The queens go in order, with first wife Catherine of Aragon (Khaila A. Wilcoxon) starting things off. She mentions her position as the queen who was married the longest. Then comes Anne Boleyn (Storm Lever), followed by Jane Seymour (Jasmine Forsberg), who died in childbirth and claimed that the king loved her the most. Then there’s German-born Anna of Cleves (Olivia Donaldson), Katherine Howard (Didi Romero) and, finally, the survivor Catherine Parr (Gabriela Carrillo). As each queen delivers her number, the remaining queens become her back-up dancers and singers. Everyone remains onstage for the entire 80 minutes, as does the band, of course.
For the uninitiated, the casting for Six takes its cue from another historical musical, Hamilton. The historic queens are represented not only by white women (as were the 15th century originals) but now display a diversity of racial backgrounds. The queens of Six also represent a range of physical shapes and sizes. Every cast of Six follows this same format, no matter where the show is performed.

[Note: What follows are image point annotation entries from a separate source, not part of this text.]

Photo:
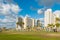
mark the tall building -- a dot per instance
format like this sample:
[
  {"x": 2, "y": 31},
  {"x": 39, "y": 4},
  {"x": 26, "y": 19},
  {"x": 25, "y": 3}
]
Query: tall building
[
  {"x": 19, "y": 23},
  {"x": 38, "y": 23},
  {"x": 48, "y": 19},
  {"x": 28, "y": 22}
]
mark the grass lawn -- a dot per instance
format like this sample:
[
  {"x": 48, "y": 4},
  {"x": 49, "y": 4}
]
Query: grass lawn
[{"x": 28, "y": 36}]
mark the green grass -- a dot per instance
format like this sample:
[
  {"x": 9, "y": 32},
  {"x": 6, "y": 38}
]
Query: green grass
[{"x": 26, "y": 36}]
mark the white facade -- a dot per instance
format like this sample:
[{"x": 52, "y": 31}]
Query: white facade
[
  {"x": 28, "y": 22},
  {"x": 48, "y": 17}
]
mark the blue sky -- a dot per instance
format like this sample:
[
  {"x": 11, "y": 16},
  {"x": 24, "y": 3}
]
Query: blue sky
[
  {"x": 31, "y": 7},
  {"x": 10, "y": 9}
]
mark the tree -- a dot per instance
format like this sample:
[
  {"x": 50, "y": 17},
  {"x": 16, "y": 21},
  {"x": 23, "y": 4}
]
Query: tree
[
  {"x": 20, "y": 24},
  {"x": 50, "y": 25},
  {"x": 57, "y": 24}
]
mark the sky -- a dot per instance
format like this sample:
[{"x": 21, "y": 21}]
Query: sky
[{"x": 10, "y": 9}]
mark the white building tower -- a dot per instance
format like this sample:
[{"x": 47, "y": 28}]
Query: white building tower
[{"x": 48, "y": 19}]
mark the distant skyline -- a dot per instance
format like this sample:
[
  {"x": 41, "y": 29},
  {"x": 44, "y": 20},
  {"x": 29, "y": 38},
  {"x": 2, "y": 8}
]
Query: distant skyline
[{"x": 10, "y": 9}]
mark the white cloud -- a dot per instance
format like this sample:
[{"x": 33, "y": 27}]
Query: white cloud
[
  {"x": 41, "y": 19},
  {"x": 9, "y": 8},
  {"x": 39, "y": 11},
  {"x": 57, "y": 13},
  {"x": 15, "y": 8}
]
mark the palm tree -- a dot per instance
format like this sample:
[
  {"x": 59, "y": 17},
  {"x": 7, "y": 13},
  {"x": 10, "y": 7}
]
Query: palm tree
[
  {"x": 57, "y": 24},
  {"x": 20, "y": 24}
]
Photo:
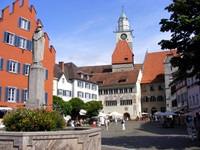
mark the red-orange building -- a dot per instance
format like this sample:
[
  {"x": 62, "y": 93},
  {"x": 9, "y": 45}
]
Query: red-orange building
[{"x": 16, "y": 30}]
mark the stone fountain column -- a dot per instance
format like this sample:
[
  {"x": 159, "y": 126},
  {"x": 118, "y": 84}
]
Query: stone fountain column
[{"x": 36, "y": 72}]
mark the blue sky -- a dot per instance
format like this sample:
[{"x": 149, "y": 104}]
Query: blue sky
[{"x": 81, "y": 31}]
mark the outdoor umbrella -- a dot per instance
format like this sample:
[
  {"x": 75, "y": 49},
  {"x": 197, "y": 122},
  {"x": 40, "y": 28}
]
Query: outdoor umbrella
[
  {"x": 168, "y": 113},
  {"x": 116, "y": 114},
  {"x": 192, "y": 112}
]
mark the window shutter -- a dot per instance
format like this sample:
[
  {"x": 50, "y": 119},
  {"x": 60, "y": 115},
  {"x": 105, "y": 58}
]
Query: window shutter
[
  {"x": 1, "y": 63},
  {"x": 19, "y": 21},
  {"x": 17, "y": 39},
  {"x": 23, "y": 95},
  {"x": 8, "y": 65},
  {"x": 0, "y": 92},
  {"x": 46, "y": 74},
  {"x": 29, "y": 45},
  {"x": 64, "y": 92},
  {"x": 29, "y": 25},
  {"x": 6, "y": 94},
  {"x": 46, "y": 98},
  {"x": 5, "y": 37},
  {"x": 24, "y": 69},
  {"x": 18, "y": 68},
  {"x": 17, "y": 95}
]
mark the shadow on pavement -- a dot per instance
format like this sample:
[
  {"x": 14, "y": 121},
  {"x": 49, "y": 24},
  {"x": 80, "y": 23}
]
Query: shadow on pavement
[{"x": 149, "y": 135}]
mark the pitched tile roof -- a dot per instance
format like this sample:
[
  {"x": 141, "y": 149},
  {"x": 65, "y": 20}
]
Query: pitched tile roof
[
  {"x": 104, "y": 68},
  {"x": 153, "y": 70},
  {"x": 116, "y": 78},
  {"x": 71, "y": 72},
  {"x": 122, "y": 53},
  {"x": 105, "y": 77}
]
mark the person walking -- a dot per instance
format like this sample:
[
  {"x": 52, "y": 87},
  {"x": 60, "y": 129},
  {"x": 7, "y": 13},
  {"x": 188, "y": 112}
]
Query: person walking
[
  {"x": 116, "y": 121},
  {"x": 123, "y": 124}
]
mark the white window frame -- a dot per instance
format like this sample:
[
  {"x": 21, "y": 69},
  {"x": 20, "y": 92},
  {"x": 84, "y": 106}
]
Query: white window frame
[
  {"x": 13, "y": 66},
  {"x": 27, "y": 70},
  {"x": 25, "y": 95},
  {"x": 12, "y": 94},
  {"x": 10, "y": 38},
  {"x": 80, "y": 94},
  {"x": 24, "y": 23},
  {"x": 22, "y": 43}
]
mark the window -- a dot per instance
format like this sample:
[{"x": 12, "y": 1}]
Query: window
[
  {"x": 130, "y": 90},
  {"x": 87, "y": 85},
  {"x": 122, "y": 80},
  {"x": 12, "y": 94},
  {"x": 160, "y": 87},
  {"x": 68, "y": 93},
  {"x": 94, "y": 87},
  {"x": 63, "y": 80},
  {"x": 22, "y": 43},
  {"x": 24, "y": 24},
  {"x": 110, "y": 91},
  {"x": 24, "y": 95},
  {"x": 46, "y": 74},
  {"x": 152, "y": 99},
  {"x": 115, "y": 91},
  {"x": 0, "y": 92},
  {"x": 80, "y": 84},
  {"x": 126, "y": 102},
  {"x": 13, "y": 66},
  {"x": 100, "y": 92},
  {"x": 94, "y": 96},
  {"x": 121, "y": 90},
  {"x": 9, "y": 38},
  {"x": 145, "y": 99},
  {"x": 100, "y": 82},
  {"x": 26, "y": 69},
  {"x": 152, "y": 87},
  {"x": 45, "y": 98},
  {"x": 60, "y": 92},
  {"x": 87, "y": 95},
  {"x": 111, "y": 103},
  {"x": 1, "y": 63},
  {"x": 160, "y": 98}
]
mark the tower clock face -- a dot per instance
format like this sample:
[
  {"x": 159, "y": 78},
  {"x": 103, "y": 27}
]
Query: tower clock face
[{"x": 123, "y": 36}]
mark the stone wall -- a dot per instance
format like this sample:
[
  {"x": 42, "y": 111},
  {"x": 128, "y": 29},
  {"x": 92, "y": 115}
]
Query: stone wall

Creators Toby Marlow and Lucy Moss started writing this musical while students at Cambridge University in 2017. They wondered why the queens were typically remembered for their deaths: Divorced, beheaded, died, divorced, beheaded, survived. What emerged from their creative minds is a completely entertaining production, with numerous one-liners, snide remarks from one queen to another and, in general, a large dose of attitude.

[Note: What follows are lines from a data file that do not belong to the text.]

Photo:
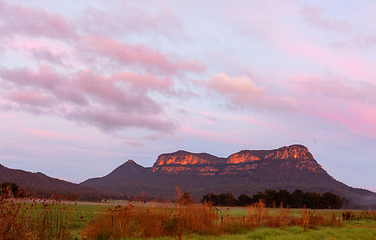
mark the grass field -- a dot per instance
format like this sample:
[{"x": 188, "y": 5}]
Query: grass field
[{"x": 85, "y": 220}]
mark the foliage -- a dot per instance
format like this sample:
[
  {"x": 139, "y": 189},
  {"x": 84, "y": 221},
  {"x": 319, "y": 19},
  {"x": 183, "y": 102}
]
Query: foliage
[
  {"x": 34, "y": 219},
  {"x": 272, "y": 198}
]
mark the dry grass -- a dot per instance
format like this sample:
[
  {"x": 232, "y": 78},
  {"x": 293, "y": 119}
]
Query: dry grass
[
  {"x": 29, "y": 219},
  {"x": 179, "y": 221}
]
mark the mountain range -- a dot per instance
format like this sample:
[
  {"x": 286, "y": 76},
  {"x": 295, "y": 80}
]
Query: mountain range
[
  {"x": 40, "y": 185},
  {"x": 248, "y": 171}
]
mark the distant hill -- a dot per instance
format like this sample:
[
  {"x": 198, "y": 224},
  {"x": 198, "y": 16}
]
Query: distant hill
[
  {"x": 247, "y": 171},
  {"x": 41, "y": 185}
]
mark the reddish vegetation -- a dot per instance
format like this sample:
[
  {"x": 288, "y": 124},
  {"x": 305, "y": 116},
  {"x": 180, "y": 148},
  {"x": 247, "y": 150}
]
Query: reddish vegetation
[{"x": 179, "y": 221}]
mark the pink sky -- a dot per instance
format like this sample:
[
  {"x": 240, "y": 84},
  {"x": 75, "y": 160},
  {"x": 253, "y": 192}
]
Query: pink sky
[{"x": 86, "y": 86}]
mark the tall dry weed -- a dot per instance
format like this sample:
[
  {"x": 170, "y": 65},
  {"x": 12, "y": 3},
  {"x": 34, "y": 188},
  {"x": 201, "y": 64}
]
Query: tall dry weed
[{"x": 27, "y": 219}]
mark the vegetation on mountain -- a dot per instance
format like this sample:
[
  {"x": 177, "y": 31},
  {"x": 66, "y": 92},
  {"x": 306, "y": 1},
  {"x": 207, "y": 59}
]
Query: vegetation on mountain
[
  {"x": 272, "y": 198},
  {"x": 40, "y": 185},
  {"x": 248, "y": 172}
]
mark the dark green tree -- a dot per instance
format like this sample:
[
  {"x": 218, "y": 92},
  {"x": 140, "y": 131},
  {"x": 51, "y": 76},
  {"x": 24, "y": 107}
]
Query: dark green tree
[{"x": 244, "y": 200}]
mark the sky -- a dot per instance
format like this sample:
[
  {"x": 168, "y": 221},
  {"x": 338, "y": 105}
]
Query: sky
[{"x": 87, "y": 85}]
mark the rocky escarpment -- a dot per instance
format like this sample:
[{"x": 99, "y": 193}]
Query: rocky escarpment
[
  {"x": 248, "y": 171},
  {"x": 245, "y": 162}
]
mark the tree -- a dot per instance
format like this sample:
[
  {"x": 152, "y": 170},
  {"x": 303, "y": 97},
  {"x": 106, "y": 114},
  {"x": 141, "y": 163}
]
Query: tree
[
  {"x": 185, "y": 199},
  {"x": 297, "y": 199},
  {"x": 244, "y": 200},
  {"x": 9, "y": 189}
]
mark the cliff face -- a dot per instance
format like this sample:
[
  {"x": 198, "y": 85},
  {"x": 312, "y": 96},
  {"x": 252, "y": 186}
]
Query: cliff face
[
  {"x": 246, "y": 161},
  {"x": 247, "y": 171}
]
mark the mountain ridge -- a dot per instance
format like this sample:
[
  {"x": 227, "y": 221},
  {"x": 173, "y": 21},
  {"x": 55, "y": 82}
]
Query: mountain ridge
[{"x": 247, "y": 171}]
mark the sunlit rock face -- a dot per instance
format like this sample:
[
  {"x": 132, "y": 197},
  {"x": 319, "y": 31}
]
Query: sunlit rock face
[
  {"x": 297, "y": 152},
  {"x": 243, "y": 162},
  {"x": 181, "y": 158},
  {"x": 242, "y": 157}
]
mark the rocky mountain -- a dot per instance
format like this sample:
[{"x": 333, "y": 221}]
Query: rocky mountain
[
  {"x": 247, "y": 171},
  {"x": 40, "y": 185}
]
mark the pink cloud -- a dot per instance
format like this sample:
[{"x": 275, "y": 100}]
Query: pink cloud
[
  {"x": 30, "y": 98},
  {"x": 109, "y": 103},
  {"x": 316, "y": 17},
  {"x": 45, "y": 54},
  {"x": 334, "y": 87},
  {"x": 139, "y": 55},
  {"x": 48, "y": 134},
  {"x": 160, "y": 21},
  {"x": 111, "y": 120},
  {"x": 144, "y": 82},
  {"x": 46, "y": 77},
  {"x": 19, "y": 20},
  {"x": 242, "y": 93}
]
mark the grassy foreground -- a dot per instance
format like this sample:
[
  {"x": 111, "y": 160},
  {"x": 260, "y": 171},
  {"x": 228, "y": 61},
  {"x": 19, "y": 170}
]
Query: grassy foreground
[{"x": 120, "y": 220}]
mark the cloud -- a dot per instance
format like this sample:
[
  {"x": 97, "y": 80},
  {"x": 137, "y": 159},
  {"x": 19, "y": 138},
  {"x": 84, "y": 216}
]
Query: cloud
[
  {"x": 155, "y": 19},
  {"x": 110, "y": 103},
  {"x": 242, "y": 93},
  {"x": 137, "y": 55},
  {"x": 340, "y": 88},
  {"x": 317, "y": 18},
  {"x": 17, "y": 20},
  {"x": 44, "y": 54}
]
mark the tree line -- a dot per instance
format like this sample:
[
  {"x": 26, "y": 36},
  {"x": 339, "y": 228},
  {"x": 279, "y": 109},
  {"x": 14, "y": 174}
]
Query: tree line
[{"x": 272, "y": 198}]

Poor Henry VIII is never seen, but he receives more than a few ego-deflating references from his exes. Six is definitely girl-power on steroids.
The musical benefits enormously from its pop-princess outfits (by Gabriella Slade), which link contemporary fashion with traces of 15th century design. Likewise, Tim Deiling’s lighting ranges from eye-popping flashes of color to a backdrop that conforms to the outlines of English court architecture.
Complementing the book are Carrie-Anne Ingrouille’s sassy dance moves, accompanied by incredibly catchy tunes and sometimes ear-splitting vocals. The ballad sung by Jane Seymour “Heart of Stone,” is a welcome respite from the hard-core “Hans of Holbein,” in which all the queens don glow-in-the-dark sunglasses and collar ruffs. They jump around the stage and rap about a portrait made of Anna of Cleves that apparently was much prettier than the lady herself. The king, unamused, quickly divorced Cleves and set out to find her successor.
Despite its nonsensical premise, Six does a surprisingly good job of sticking to the facts associated with each of Henry’s wives. It wouldn’t hurt theatergoers preparing to attend a performance to brush up beforehand on this historical period (or at least read the historical notes in the show’s program). In any event, the goal of Six is to ensure that everyone has a great time. They needn’t worry, especially in Chicago.
Six continues at the CIBC Theatre, 18 W. Monroe St., through July 3. Tickets are $35-$119 for performances Tuesday-Sunday. Running time is 80 minutes, with no intermission. The theater requires proof of vaccination and mask-wearing at all times indoors. For more information on this and other productions, see www.theatreinchicago.com.
Anne Siegel is a Milwaukee-based writer and theater critic who has been a member of the American Theatre Critics Association for more than 30 years. She has served on the organization’s executive committee and has held a number of committee chairmanships. Anne covers a wide range of Milwaukee theater for the city’s alternative newspaper. Her work also appears on several theater-related websites.